Und was die amerikanischen Soldaten, Matrosen, Flieger und Marines betrifft, die seit über zwei Jahrhunderten den Preis dafür zahlen, dass Libertäre frei leben können – anstatt unsere Freiheiten zu verteidigen, haben sie sie gefährdet. Aber glauben Sie mir nicht einfach, sondern dem VMI-Absolventen und Armeereservisten Jacob Hornberger: „Die Truppen verteidigen unsere Freiheiten nicht" und "Ein offener Brief an die Truppen: Sie verteidigen nicht unsere Freiheiten"

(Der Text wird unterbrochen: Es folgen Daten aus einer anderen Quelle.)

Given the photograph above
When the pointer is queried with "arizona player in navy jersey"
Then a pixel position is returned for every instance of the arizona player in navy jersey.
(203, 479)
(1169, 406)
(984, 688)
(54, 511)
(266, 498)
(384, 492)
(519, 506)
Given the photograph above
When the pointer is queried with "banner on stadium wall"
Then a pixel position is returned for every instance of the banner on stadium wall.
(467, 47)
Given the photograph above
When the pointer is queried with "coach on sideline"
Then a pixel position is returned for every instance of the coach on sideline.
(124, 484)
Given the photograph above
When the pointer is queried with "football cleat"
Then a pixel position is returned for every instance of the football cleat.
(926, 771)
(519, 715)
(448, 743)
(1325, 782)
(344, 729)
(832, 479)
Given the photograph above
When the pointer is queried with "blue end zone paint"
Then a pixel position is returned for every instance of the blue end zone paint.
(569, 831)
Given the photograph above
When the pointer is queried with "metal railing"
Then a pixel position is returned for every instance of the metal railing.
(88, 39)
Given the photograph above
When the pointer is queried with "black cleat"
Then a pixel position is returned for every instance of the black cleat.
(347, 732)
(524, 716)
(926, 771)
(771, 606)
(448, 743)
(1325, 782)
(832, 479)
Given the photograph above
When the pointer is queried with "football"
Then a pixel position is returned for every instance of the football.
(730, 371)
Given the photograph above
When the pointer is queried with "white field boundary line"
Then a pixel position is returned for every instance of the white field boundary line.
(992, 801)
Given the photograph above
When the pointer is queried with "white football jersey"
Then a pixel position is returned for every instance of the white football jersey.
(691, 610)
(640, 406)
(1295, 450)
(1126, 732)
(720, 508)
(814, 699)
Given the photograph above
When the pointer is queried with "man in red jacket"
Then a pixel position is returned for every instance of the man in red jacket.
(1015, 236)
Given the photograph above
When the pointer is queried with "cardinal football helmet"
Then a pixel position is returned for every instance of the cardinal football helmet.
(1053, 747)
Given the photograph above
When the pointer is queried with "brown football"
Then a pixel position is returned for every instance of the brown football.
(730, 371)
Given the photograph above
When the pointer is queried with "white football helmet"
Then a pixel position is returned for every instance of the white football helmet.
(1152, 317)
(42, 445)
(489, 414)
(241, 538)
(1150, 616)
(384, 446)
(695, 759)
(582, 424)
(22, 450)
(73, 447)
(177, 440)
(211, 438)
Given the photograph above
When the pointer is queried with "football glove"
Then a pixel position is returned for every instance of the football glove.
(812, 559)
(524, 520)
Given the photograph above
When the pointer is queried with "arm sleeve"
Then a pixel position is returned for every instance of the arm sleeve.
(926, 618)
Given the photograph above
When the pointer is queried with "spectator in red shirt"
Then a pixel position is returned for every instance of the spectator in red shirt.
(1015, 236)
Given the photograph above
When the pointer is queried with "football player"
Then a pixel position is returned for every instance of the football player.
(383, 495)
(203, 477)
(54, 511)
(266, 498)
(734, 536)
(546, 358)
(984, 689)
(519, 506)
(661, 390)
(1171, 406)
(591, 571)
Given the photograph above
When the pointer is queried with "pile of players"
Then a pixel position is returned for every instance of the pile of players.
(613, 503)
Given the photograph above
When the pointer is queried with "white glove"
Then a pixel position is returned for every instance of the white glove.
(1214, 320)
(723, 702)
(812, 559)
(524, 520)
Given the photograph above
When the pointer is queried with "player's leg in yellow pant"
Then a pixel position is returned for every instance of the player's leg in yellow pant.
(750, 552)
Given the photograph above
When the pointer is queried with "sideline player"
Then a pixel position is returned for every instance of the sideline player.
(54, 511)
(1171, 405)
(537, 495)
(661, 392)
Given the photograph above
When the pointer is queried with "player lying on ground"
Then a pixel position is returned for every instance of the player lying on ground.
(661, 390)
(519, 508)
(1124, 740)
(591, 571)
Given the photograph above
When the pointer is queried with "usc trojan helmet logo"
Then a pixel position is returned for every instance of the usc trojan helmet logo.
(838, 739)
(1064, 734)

Oh, die US-Truppen sind seit über zwei Jahrhunderten im Einsatz, aber sie waren mehr damit beschäftigt, in fremden Ländern zu intervenieren, als die Freiheit der Amerikaner zu verteidigen. Dinge wie Katastrophenhilfe, humanitäre Hilfe, Nationenbildung, Regimewechsel, Attentate, gewaltsame Marktöffnungen, Bombenangriffe, Invasionen, Besetzungen, Verstümmelungen, Folterungen, Tötungen, Friedenssicherung, Durchsetzung von UN-Resolutionen, Präventivschläge, Verbreitung der Demokratie mit vorgehaltener Waffe, Besetzung des Planeten mit Truppen und Stützpunkten, Ausbildung ausländischer Armeen, Wiederaufbau der Infrastruktur, Wiederbelebung des öffentlichen Dienstes, Entfesselung ziviler Unruhen, Weltpolizei, Interventionen in anderen Ländern und Führen von Kriegen im Ausland.
Die Amerikaner sind heute mit der dreifachen Bedrohung durch Krieg, nationale Sicherheit und Polizeistaat konfrontiert. Dies ist größtenteils darauf zurückzuführen, dass die Konservativen im Kongress (die von konservativen Christen außerhalb des Kongresses voll unterstützt werden) während der Bush-Jahre nicht alle bereits bestehenden Übel der Bundesregierung beseitigten, sondern selbst noch viel mehr Übel hinzufügten.
Ein Grund, warum konservative Christen wie Joe Carter sich so sehr von christlichen Libertären unterscheiden und sie so verwundern, ist, dass sie konservative christliche Kriegstreiber sind, die die goldenes Kalb des Militärs.
Ursprünglich veröffentlicht LewRockwell.com Mai 2, 2012.